Review by Camden Ferrell
Doors is a science fiction film from directors Jeff Desom, Saman Kesh, and Dugan O’Neal. It is a movie that explores mysterious concepts and tackle the question of our existence in the universe. While it’s a very interesting movie in concept, the movie fails to truly develop any of its segments into something meaningful.
Millions of “doors” start to appear all over the Earth. They are mysterious and clearly not of our world. Many who have had contact with the doors disappear, so people must learn about the nature of these doors. The movie is told in various segments. One follows a group of high schoolers who discover a door, another follows a group of volunteers who venture into a door, and one follows a man trying to establish contact with a door.
The segments all have very interesting concepts that benefit from its mystery. However, the movie is just far too short to properly flesh out any of these individual stories. We never really learn the true nature of the doors. This is somewhat intentional, but it fails to invest us into these entities, and it doesn’t say much about our existence and the presence of other sentient life.
The acting is fairly decent throughout. Rory Anne Dahl, Julianne Collins, Aric Floyd, and Kathy Khanh play the high schoolers and even though their chemistry isn’t entirely there, they each give some adequate performances in their segment. However, the best performance comes from Josh Peck. His demeanor is somewhat flawed, but he is able to inject the film with some energy and personality.

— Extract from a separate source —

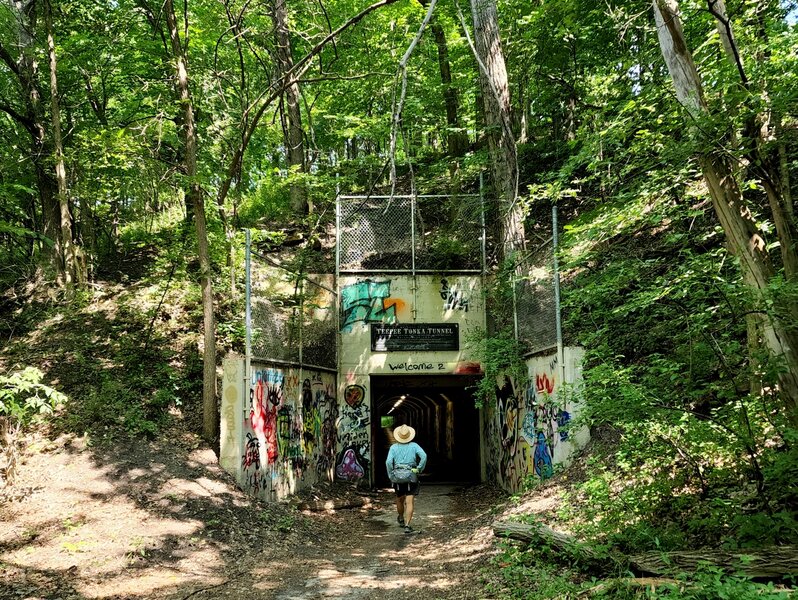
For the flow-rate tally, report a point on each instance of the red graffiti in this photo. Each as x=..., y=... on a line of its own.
x=257, y=416
x=270, y=432
x=544, y=384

Out of all the segments, the high school segment, titled Lockdown, is the strongest. Directed by Jeff Desom, this is the most tense and well-executed part of the film. It builds off of the mystery and uncertainty of what’s going on in the world, and it frames it through the eyes of children, locked in a school while all hell is breaking loose. It’s not perfect, but it has some very strong aspects working in its favor.

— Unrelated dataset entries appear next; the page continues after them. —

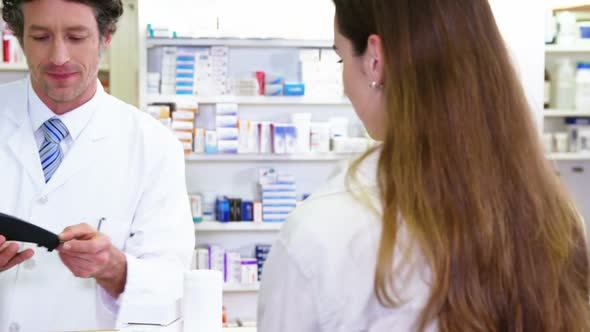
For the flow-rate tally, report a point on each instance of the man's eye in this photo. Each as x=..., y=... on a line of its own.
x=77, y=38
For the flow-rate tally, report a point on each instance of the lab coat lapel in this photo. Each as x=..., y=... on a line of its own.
x=22, y=140
x=91, y=145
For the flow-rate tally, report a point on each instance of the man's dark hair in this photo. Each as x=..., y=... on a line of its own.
x=107, y=12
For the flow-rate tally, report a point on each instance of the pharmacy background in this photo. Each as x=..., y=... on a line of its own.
x=260, y=111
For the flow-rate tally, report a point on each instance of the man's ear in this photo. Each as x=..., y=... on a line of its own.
x=107, y=40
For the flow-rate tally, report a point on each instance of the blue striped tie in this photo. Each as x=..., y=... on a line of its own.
x=50, y=152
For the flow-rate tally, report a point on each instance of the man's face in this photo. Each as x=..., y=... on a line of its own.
x=62, y=44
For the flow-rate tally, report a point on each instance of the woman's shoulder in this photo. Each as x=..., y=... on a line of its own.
x=344, y=214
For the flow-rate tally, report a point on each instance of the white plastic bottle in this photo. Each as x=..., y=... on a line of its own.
x=565, y=88
x=583, y=87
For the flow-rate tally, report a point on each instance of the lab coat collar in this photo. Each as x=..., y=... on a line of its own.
x=21, y=141
x=75, y=120
x=88, y=147
x=91, y=144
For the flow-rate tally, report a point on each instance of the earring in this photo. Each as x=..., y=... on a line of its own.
x=374, y=85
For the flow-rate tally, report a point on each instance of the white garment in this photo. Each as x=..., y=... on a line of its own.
x=75, y=120
x=319, y=274
x=125, y=167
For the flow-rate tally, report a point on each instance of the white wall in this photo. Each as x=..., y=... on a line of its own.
x=525, y=38
x=305, y=19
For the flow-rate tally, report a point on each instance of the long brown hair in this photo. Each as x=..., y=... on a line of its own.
x=461, y=167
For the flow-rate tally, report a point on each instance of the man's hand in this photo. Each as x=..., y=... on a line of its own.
x=90, y=254
x=9, y=255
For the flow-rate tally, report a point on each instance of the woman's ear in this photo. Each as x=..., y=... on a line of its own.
x=375, y=58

The film is under 90 minutes, so every segment ends before anything of substance can occur. For example, the Knockers story with Josh Peck could have warranted another thirty minutes, but it ends before it can explore any meaningful themes of the film. Similar things can be said of the rest of the film. It’s a few pushes away from being a great film. It had the premise and the set pieces, but it sold itself short on its own narrative.
It’s a heavily flawed film that feels inconsistent due to the various directors, but there are still some commendable aspects. The cinematography in the Knockers segment and Lamaj segment is fantastic. Starr Whitesides worked on the Knockers segment which utilizes light and space in a very compelling way. Todd Banhazi worked on the Lamaj segment that used a dull palate to frame its subjects and still tell an interesting visual story.
Doors is incredibly imperfect and works better as a group of ideas rather than a feature length film. It suffers from some tonal inconsistencies and an underdeveloped story. It has some redeeming qualities, but not enough to compensate for its squandered potential.
Doors is in select theaters March 19 and on VOD March 23.